Intimacy
There is but one way to look at intimacy. Isn't there?
I remember several years ago now as I was learning more about myself, it came to my awareness that my beliefs around intimacy were off centre and came from a time in my life where the messages I was receiving were not always reliable in content.
As a young girl embarking on my own journey into adulthood my understanding of intimacy was that it was only the physical kind that truly mattered. And this was motivated by a need to be wanted and a need to be enough for someone outside of myself, as I couldn't find it within.
Imagine if you will me, a woman in the world, sitting with my therapist and they are describing to me what intimacy is. They described it like this - 'In To Me See'. Apart from the confusion I felt at such a broad statement, I was mortified! I had spent my whole life under the guise of hiding myself in partners and bad decisions. The very thought of someone seeing into me was horrific and terrifying. I mean, if anyone saw the real me, they would run far away.
Wouldn't they?
This story that had started as a thought all those years ago as a young girl was now firmly fixed. It was so entrenched in me that the very notion that I was to now allow people to SEE ME was repulsive and went so against what I believed that I rejected this idea and went about my usual way of life.
But something had changed. A spark had been ignited in my consciousness, what if I was wrong? What if all the information that had been running around in my head for my whole life was incorrect? What if I could have a life so different from the one in which I was living? What if intimacy was not what I thought it was?

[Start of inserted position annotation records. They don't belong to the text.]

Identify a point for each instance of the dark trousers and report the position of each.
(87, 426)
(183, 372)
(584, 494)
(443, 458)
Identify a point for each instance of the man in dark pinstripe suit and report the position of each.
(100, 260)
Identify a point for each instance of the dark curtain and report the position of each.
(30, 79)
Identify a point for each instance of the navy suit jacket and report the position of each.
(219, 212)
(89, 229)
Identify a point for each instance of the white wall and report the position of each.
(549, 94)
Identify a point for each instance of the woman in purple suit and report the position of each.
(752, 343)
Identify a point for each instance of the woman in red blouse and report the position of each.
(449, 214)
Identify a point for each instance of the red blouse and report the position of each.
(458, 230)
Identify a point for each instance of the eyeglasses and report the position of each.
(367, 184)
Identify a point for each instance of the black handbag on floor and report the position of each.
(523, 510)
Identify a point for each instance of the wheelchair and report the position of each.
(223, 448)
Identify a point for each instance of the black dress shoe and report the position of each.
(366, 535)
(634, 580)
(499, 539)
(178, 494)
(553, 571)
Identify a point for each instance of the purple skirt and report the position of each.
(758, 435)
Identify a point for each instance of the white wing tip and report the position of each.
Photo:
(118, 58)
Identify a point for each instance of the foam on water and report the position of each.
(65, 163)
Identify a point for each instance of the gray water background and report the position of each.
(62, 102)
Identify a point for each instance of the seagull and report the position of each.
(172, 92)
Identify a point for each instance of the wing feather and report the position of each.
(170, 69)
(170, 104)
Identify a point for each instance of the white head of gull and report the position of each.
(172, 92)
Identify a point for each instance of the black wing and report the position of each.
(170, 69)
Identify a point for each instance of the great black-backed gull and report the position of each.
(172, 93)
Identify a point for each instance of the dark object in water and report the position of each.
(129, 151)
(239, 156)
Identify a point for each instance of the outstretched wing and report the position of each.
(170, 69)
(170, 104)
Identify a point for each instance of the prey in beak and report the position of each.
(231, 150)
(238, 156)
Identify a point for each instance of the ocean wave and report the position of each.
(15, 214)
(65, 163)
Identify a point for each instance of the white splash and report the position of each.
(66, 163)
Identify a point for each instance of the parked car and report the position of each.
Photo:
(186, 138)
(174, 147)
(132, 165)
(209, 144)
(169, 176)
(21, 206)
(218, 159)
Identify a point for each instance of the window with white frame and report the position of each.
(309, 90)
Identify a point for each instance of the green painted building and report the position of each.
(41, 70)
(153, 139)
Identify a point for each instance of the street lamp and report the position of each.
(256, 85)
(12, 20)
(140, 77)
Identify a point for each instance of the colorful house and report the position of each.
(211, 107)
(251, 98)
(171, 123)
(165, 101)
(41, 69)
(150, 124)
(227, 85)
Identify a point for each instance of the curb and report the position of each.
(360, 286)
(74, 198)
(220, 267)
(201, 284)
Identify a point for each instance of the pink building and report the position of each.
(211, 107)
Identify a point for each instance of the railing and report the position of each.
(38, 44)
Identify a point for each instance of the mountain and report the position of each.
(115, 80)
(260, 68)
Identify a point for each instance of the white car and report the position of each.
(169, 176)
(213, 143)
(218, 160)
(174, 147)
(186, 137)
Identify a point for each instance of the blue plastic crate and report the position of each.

Those early moments of questioning grew and every time I did something that went against a loving caring action something was triggered within. This doesn't mean that it was an easy process or that I didn’t have to do the healing work, it just meant that I started to question the long-held beliefs that I had. And I began to let go of the beliefs that had been limiting me in my life.
Today the journey of learning continues to amaze me, my ability to fall into old patterns can still pop up, however my awareness has grown and I can no longer sit in the pain of that action.
This journey continues to provide me with opportunities for growth – I am educated by the world around me, my support systems, and YOU the person reading this. The ones that come into see me with their own beliefs that they know are no longer working for them.
This is the real inspiration of my life – my fellow light shiners who are willing to do the work and shine a light inside.
So, as we go forward into the coming week let’s take a chance! Share with another human being something of yourself and feel the light that shines within as a result.